Mais quoi, ce n'est pas Blücher, mais l'une de ses colonnes. Où est Ney, s'est-il emparé du carrefour des Quatre-Bras ?
Napoléon monte à cheval. Il est épuisé, il somnole tout en avançant. À Charleroi, il salue à peine Mme Puissant d'Hensy, qui est propriétaire de la belle demeure où il s'est installé. Il veut des cartes dans sa chambre. Il veut qu'on lui fasse rapport heure par heure, plus souvent s'il le faut, sur les mouvements de troupes prussiennes. Ney s'est-il emparé des Quatre-Bras ? Où est le corps d'armée de Drouet d'Erlon, qui doit avec moi attaquer Blücher demain ?
Il a le sentiment qu'il parle et dicte en vain. Soult l'écoute. Grouchy et Ney reçoivent les messages, mais ne les comprennent pas, ne les exécutent pas.
Il faut qu'il donne davantage de précisions afin qu'ils suivent exactement mes ordres.
« Je serai entre dix et onze heures à Fleurus ; si l'ennemi est à Sombreffe, je veux l'attaquer, je veux même l'attaquer à Gembloux et m'emparer aussi de cette position. Mon intention étant de partir cette nuit, et d'opérer avec mon aile gauche que commande le maréchal Ney sur les Anglais. »
Mais il n'est pas satisfait de ce qu'il dicte. Trop de détails secondaires, maintenant.
Il ne dort pas, et dès six heures du matin, le vendredi 16 juin 1815, il arpente les pièces de la demeure, réveille les aides de camp, dicte de nouveaux ordres : à Grouchy l'aile droite, Ney l'aile gauche. Et lui sera au centre.
Il chevauche vers les avant-postes, donne l'ordre de l'attaque, avance avec les premières lignes. Puis il rejoint la Garde au village de Ligny. Il faut prendre ces hauteurs, là, à Bussy.
Il suit à la lunette l'assaut à la baïonnette. Les Prussiens de Blücher reculent. Il dit :
- Il se peut que dans trois heures le sort de la guerre soit décidé. Si Ney exécute bien ses ordres, il n'échappera pas un canon de cette armée.
Il parcourt le champ de bataille. Les blessés et les morts sont mêlés dans Ligny incendié. Les corps sont enchevêtrés, Prussiens et Français. On s'est battu à la baïonnette et même à coups de crosse.

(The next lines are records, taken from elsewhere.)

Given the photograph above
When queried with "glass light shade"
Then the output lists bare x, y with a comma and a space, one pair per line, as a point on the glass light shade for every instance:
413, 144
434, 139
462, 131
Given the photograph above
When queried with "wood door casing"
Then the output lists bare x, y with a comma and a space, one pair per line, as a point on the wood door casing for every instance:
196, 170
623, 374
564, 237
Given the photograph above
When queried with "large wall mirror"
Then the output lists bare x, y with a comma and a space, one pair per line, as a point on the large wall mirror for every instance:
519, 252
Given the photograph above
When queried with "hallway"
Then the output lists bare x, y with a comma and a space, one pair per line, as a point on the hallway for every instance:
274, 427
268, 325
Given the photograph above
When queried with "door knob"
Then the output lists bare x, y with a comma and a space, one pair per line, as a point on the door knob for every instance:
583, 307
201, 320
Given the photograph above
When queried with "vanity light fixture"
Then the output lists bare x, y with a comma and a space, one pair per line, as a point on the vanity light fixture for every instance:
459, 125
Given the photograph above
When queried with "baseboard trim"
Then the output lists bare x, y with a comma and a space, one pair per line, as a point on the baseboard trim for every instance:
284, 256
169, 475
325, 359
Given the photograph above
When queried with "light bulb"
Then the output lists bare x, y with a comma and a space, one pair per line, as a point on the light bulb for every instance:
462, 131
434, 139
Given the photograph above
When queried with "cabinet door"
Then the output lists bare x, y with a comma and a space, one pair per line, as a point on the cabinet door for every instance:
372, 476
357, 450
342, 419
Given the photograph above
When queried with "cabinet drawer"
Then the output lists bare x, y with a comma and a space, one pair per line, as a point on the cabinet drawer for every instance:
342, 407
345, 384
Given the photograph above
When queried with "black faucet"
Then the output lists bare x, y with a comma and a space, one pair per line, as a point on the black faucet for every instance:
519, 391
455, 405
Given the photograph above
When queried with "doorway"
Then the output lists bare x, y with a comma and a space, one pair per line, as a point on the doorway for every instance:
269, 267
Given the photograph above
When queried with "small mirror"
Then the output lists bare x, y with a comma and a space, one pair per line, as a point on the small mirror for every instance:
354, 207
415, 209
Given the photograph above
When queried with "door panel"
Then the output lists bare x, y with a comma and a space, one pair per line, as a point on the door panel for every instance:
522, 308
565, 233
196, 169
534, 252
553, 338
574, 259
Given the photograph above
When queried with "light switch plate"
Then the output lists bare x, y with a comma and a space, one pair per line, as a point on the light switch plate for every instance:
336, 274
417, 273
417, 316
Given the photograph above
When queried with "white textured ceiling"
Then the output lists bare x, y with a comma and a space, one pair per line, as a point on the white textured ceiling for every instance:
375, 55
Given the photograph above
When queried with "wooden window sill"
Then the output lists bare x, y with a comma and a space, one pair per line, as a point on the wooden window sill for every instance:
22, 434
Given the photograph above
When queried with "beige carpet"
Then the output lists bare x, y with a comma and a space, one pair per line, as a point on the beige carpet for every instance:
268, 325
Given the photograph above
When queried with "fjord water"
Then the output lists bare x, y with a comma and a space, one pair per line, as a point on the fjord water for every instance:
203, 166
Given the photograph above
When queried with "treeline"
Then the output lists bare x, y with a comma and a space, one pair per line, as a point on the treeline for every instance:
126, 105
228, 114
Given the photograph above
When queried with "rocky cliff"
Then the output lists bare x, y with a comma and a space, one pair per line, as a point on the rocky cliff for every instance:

L'église de Ligny a changé plusieurs fois de main. Victoire. Mais Blücher recule en bon ordre.
Il interpelle Ney.
- Pourquoi tant d'incertitudes, tant de lenteurs ? Vous venez de perdre trois heures ! lui lance-t-il.
Les Anglais sont maintenant retranchés et tiennent les Quatre-Bras, alors que Ney aurait pu les bousculer il y a quelques heures.
Il faut attaquer, briser cette résistance. Il dit à Grouchy :
- Pendant que je vais marcher aux Anglais, vous allez vous mettre à la poursuite des Prussiens.
Il avance sous la pluie. Les boulets commencent à tomber. Une batterie ennemie a dû le repérer, le prendre pour cible. Mais il ne galope pas. Il progresse à son pas. Ces explosions proches, ces jets de pierres et d'éclats repoussent la douleur qui le ronge et qui, dès que le bombardement cesse, qu'il met pied à terre, revient, sourde, lancinante, percée de brefs éclats aigus.
Tout à coup, c'est l'orage. Une pluie diluvienne qui noie l'horizon. Il sent l'eau qui traverse sa redingote, entre dans ses bottes, glisse le long de sa peau.
Un aide de camp rapporte que les Anglais abandonnent les Quatre-Bras en se battant pied à pied. En avant ! Il galope à la tête des escadrons de la Garde. Il oublie son corps. L'averse fouette, les balles et les boulets des compagnies anglaises qui se replient sifflent.
Il donne un coup de reins, il enfonce les éperons. Il n'est plus qu'une volonté : atteindre sur les hauteurs cette construction qu'il a repérée sur les cartes, le cabaret de la Belle Alliance.